General Transcription factors:
The structure of RNA polymerase II reveals specific sites for DNA binding, whereas the promoter region contains elements to which the enzyme binds to. But how exactly does the enzyme actually reach its destination onto the DNA to initiate transcription? This role is taken on by the eukaryotic general transcription factors which include TFIIA, TFIIB, TFIID, TFIIE, TFIIF, and TFIIH. TFII stands for transcription factor of RNA polymerase II and the letter that follows represents a different type of factor with its own function. The general transcription factors aid in recruiting RNA polymerase II to the core promoter region and prepare the enzyme to initiate transcription by forming the pre-initiation complex. It is thought that this complex not only helps RNA polymerase II leave the promoter but ultimately it serves to evolve into a complex necessary for the elongation.
TFIID is a protein complex that contains both a TATA box-binding protein (TBP) and TBP-associated factors (TAFs). The TBP resembles a saddle-like structure that binds the TATA box region of the promoter. This causes the bending and possible unwinding of the DNA, which is necessary to initiate transcription. In organisms that contain TATA box-containing genes, the TBP can locate and bind to the TATA box. However, in TATA box-less organisms, TAF’s helps the TBP select its binding location on the core promoter region. In both TATA box-containing and TATA box-less organisms, TAF’s facilitate the binding of the TBP and thus increase transcriptional efficiency.
TFIIA binds to the TBP and interacts with a site within the TATA box region (1). This protein factor serves to stabilize the interactions between the DNA and the TBP. TFIIA also binds activators and displaces repressors, which is necessary for transcriptional activation. Activators and repressors control the level of expression for a certain gene by either promoting (activators) or inhibiting (repressors) the binding of RNA polymerase.

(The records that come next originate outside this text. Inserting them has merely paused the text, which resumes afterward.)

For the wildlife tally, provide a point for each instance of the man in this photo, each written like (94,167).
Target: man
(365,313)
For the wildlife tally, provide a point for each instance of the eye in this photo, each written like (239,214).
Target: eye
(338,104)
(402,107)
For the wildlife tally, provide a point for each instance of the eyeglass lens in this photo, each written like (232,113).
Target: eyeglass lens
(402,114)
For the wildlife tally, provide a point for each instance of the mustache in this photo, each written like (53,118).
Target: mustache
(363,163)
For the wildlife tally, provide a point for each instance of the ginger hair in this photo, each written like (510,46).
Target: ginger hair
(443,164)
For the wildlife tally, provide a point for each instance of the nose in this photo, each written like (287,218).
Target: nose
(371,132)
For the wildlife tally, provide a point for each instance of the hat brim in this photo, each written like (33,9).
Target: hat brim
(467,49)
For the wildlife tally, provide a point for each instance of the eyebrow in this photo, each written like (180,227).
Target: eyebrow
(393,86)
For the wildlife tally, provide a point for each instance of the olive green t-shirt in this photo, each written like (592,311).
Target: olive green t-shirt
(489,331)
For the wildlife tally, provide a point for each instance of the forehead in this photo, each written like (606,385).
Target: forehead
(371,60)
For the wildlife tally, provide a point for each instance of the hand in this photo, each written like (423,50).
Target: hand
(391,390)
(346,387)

TFIIB also serves to stabilize TBP-DNA interactions (6). This protein factor binds to the TBP, but interacts with the TATA box region at a site further downstream (closer to the start site) than TFIIA does. TFIIB serves as an appropriate spacer or linker between the TBP and RNA Polymerase II allowing enzyme’s catalytic site to line up with the transcription start site on the DNA.

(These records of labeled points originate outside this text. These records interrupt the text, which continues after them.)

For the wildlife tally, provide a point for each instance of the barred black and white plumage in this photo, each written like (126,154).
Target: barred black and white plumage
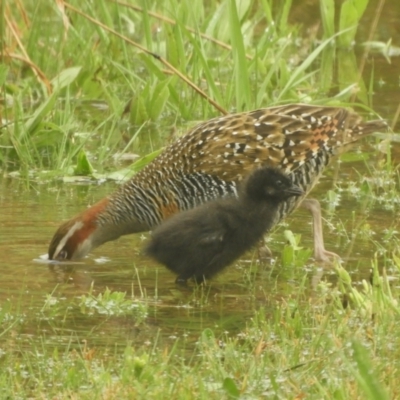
(209,162)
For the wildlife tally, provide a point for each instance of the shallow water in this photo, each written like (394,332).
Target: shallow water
(31,213)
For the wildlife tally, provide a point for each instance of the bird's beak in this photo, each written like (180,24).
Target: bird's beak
(295,190)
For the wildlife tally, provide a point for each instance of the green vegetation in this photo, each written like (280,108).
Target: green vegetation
(337,343)
(85,84)
(83,92)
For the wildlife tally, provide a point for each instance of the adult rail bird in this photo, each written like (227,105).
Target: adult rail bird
(209,162)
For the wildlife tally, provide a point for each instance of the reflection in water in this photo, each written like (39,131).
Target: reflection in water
(359,224)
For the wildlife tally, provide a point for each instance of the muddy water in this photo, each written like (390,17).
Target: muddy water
(356,228)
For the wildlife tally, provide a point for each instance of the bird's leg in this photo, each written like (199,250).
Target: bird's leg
(320,254)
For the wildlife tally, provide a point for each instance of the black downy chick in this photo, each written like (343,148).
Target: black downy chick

TFIIF binds to a subunit region of RNA polymerase II known as RAP30. As a sub-complex, TFIIF then causes RNA polymerase II to bind the TBP, which positions the enzyme at its appropriate location to initiate transcription.
TFIIE binds to the promoter-bound complex after RNA polymerase II has bound. This protein factor is thought to recruit TFIIH and stimulate several of its activities. TFIIE may also serve in stabilizing the DNA double helix in its unwound state, which is necessary for transcription initiation.
TFIIH consists of two sub-complexes: core TFIIH and the cyclin/Cdk sub-complex (1). When TFIIH binds to the promoter-bound complex, it displays two main functions: ATP-dependent helicase activity and CTD-kinase activity. Two subunits of core TFIIH, XPB/ERCC3 and XPD/ERCC2, perform helicase activity, which unwinds the DNA double helix and prepares it for initiation. The cyclin/Cdk sub-complexes perform CTD-kinase activity by phosphorylating the CTD of Rpb1 in RNA polymerase II. As explained above, Rpb1 in its phosphorylated state causes the enzyme to move from the initiation stage to the elongation stage of transcription.